Saturday, August 9, 2008

front teeth and talking

So 2 days ago our boy got his top right front tooth. My brother in law may know what this tooth is technically called but I call it Adventures in Biting. The Miles mouth is now a place you put a finger only if you have paid up your health insurance. Unfortunately in my Mommy Duties I do have a responsibility to go in there fairly often. His gums hurt and he's fussy so I have to rub some teething gel on there. I feel like I've been drafted to go into a battle where everyone knows heavy casualties are the expectation. He seems to smile knowingly when he sees the tube, like he's rubbing the tongue on them polishing them up for the attack. He aims for the cuticle. It's the most sensitive spot on the finger I guess.
Talking is pissing me off. I am the Ma Ma. I did EVERYTHING for 9 months then mostly everything for another 9 months. Why oh why then does he call my mom "Ga! Ga!" but me, I get coughed at. Yes, I said coughed at. Miles gives me this little "cough, cough" to get my attention when I am not looking at him. I guess he doesn't want to cry but can't talk yet. But it is humbling to be called by the infant as though my name is Jeeves the Butler. This has got to be remedied. I may start playing a loop tape of "Ma Ma Ma Ma" to him in his sleep till he starts saying it.

Tuesday, August 5, 2008

9 months














Dear Miles,
A few days ago you turned 9 months old. You are just good enough to eat. I love everything about you, and many other people do too. Your babysitter Sandra here in Trinidad comes to "borrow" you like a library book if she hasn't seen you in more than 3 days. Her whole family is in love with you and I'm taking pictures of them in case I have to call the authorities if you're missing. You LOVE her son Nicki here in the picture holding you. You just hang on to every move he makes when he's around. You want to walk like the big kids so bad, you stand up and barely hold on to things and inevitably fall and bust your butt when your feet get tangled. But after a little cry up and trying again you go. You can say car and dada. Every now and then you will repeat something clear as day.

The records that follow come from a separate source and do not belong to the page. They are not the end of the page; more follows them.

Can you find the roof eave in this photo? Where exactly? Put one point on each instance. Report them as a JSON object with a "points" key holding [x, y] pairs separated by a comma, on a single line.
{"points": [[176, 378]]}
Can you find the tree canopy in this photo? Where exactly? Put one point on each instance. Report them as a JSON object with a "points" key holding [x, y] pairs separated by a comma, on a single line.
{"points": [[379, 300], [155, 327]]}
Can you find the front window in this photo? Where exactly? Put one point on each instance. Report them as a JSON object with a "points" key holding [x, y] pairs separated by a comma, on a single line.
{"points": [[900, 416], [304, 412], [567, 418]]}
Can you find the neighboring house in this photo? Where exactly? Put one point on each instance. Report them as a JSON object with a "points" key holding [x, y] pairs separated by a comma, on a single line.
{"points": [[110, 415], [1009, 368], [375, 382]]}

You have your two bottom front teeth and you make the most of them. You are an eating champion. There has only been one food (gross Heinz chicken and vegetable puree) that you have refused. You eat the most bitter vegetables like carile and spinach and want more. We took you to Ruby Tuesdays a couple weeks ago and gave you a little bowl of pasta and when it was done you picked up the bowl and started licking it. Here you can see a picture of you eating a chicken leg like it's nobody's business but yours.

You are surprisingly strong. You grab 4 liter bottles of water and drag them around, you picked up the computer chair by holding on to it and refusing to let go when we tried to get you away from the computer. And you're tall too, you're already 30 inches.

You LOVE to bounce up and down.

You cut the cake with Amelia for her 2nd birthday party and then stuck your whole hand in her cake trying to grab what you could for yourself. It was quite a day for you, in the swimming pool with a bevy of 2 and 3 year olds, hanging out quite calmly while all the chaos swirled around. Having this time to spend with you every day is something I will never forget, it is truly worth the effort and self sacrifice to see you enjoying life and turning out to be so brave and calm.